Glioblastoma stem cells (GSCs) are a major cause of tumor initiation, metastasis, chemoresistance, and recurrence in glioblastoma. Therefore, eradicating GSCs is a powerful strategy for the effective treatment of glioblastoma. Portulaca oleracea, an edible leaf vegetable, has been used in traditional medicine to treat a variety of diseases in Asia, Africa, and Europe. In this study, we evaluated the cytotoxic activity of ethanol, ethyl acetate, and chloroform extracts of P. oleracea (EEPO, EAEPO, and CEPO) against U87MG- and U373MG-derived GSCs. The results showed that CEPO most potently inhibited the proliferation and tumorsphere formation in both GSCs. Furthermore, CEPO promoted apoptosis in U87MG- and U373MG-derived GSCs through induction of nuclear fragmentation, loss of mitochondrial membrane potential, increase of reactive oxygen species, and caspase cascade activation.

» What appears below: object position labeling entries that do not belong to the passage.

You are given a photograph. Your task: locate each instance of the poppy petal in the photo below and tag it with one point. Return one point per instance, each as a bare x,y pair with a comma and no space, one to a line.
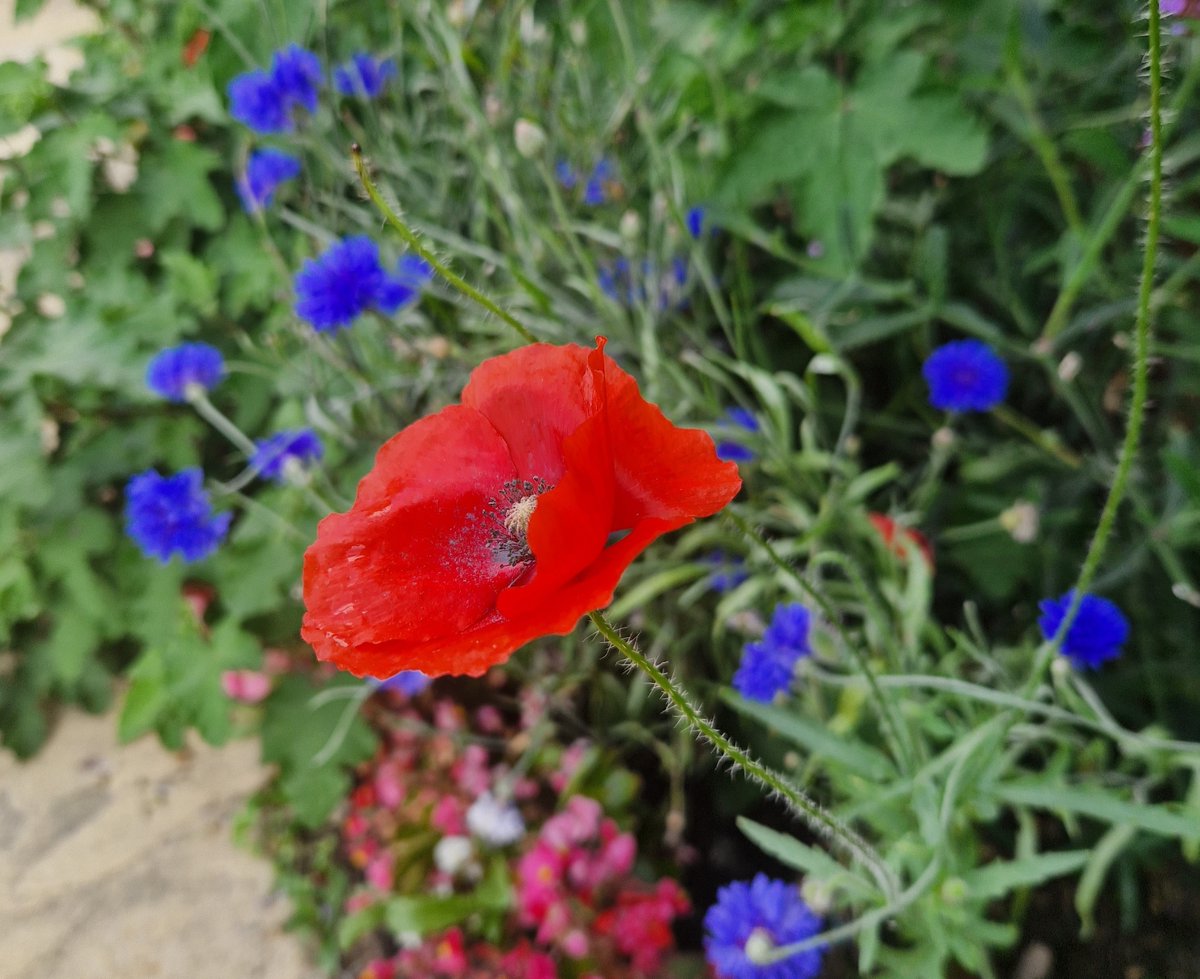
414,558
573,521
661,470
535,397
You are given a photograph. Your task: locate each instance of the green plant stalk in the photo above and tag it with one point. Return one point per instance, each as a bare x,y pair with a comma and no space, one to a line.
1143,324
870,919
414,242
826,823
214,416
1120,206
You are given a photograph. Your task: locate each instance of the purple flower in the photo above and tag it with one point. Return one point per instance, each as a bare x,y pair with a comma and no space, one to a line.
264,101
407,682
759,916
273,455
364,76
1096,635
265,169
174,372
412,275
165,515
297,76
255,101
767,667
965,376
729,449
348,278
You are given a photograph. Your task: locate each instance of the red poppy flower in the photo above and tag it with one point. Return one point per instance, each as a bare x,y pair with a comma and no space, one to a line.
887,529
505,517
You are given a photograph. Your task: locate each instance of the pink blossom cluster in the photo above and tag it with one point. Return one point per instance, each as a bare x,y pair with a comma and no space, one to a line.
445,797
575,887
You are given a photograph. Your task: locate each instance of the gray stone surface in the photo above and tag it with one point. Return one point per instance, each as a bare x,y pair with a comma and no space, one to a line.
117,863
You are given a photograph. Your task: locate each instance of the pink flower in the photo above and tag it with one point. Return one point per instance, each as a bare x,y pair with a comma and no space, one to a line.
245,685
449,816
389,785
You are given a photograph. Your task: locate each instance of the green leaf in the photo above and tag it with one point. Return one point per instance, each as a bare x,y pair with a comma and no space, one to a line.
1099,805
833,145
174,182
999,877
23,92
435,913
815,738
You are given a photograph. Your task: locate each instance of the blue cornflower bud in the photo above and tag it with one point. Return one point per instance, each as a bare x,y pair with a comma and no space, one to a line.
178,371
165,515
754,917
965,376
265,169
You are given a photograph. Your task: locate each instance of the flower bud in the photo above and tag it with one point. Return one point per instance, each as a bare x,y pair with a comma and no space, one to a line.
529,137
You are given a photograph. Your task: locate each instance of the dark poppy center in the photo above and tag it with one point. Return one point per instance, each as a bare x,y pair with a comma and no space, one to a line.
509,514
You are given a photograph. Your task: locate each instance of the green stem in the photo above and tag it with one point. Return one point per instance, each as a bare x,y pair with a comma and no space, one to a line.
870,919
414,242
214,416
1140,360
821,821
1047,442
1120,206
900,745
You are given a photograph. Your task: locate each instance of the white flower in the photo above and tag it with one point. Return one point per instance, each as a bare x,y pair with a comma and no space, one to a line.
453,854
495,822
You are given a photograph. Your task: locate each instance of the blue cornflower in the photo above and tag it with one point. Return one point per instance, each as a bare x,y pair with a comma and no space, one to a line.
256,102
264,101
741,416
412,275
767,667
174,372
343,282
169,514
733,451
594,191
1096,635
407,682
965,376
265,169
297,76
729,571
273,455
729,449
755,917
364,76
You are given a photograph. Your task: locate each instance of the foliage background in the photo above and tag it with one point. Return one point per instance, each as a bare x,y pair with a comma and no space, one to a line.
879,178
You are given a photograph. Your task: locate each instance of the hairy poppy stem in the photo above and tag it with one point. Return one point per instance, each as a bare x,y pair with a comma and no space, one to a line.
826,823
1140,367
414,242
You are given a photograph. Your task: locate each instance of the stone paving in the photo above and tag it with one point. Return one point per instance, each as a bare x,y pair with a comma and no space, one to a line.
117,862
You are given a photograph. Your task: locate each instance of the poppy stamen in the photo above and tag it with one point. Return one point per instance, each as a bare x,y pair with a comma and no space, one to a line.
510,514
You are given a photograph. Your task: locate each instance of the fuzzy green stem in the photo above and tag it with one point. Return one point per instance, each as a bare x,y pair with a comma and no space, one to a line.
821,821
1140,360
414,242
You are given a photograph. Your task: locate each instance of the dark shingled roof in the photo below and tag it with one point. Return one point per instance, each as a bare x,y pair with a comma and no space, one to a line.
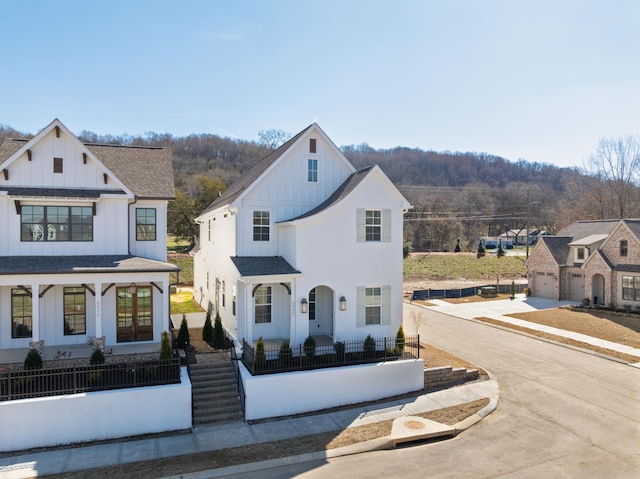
59,192
342,192
252,174
81,264
262,265
146,171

In addition, CEPO downregulated the expression of key cancer stemness regulators, including Sox-2, Oct-4, and STAT3 in both GSCs. CEPO also suppressed in vivo tumor growth of U87MG-derived GSCs in a chick embryo chorioallantoic membrane model. Therefore, CEPO could be potentially used as a natural medicine for the prevention and treatment of glioblastoma by eliminating GSCs.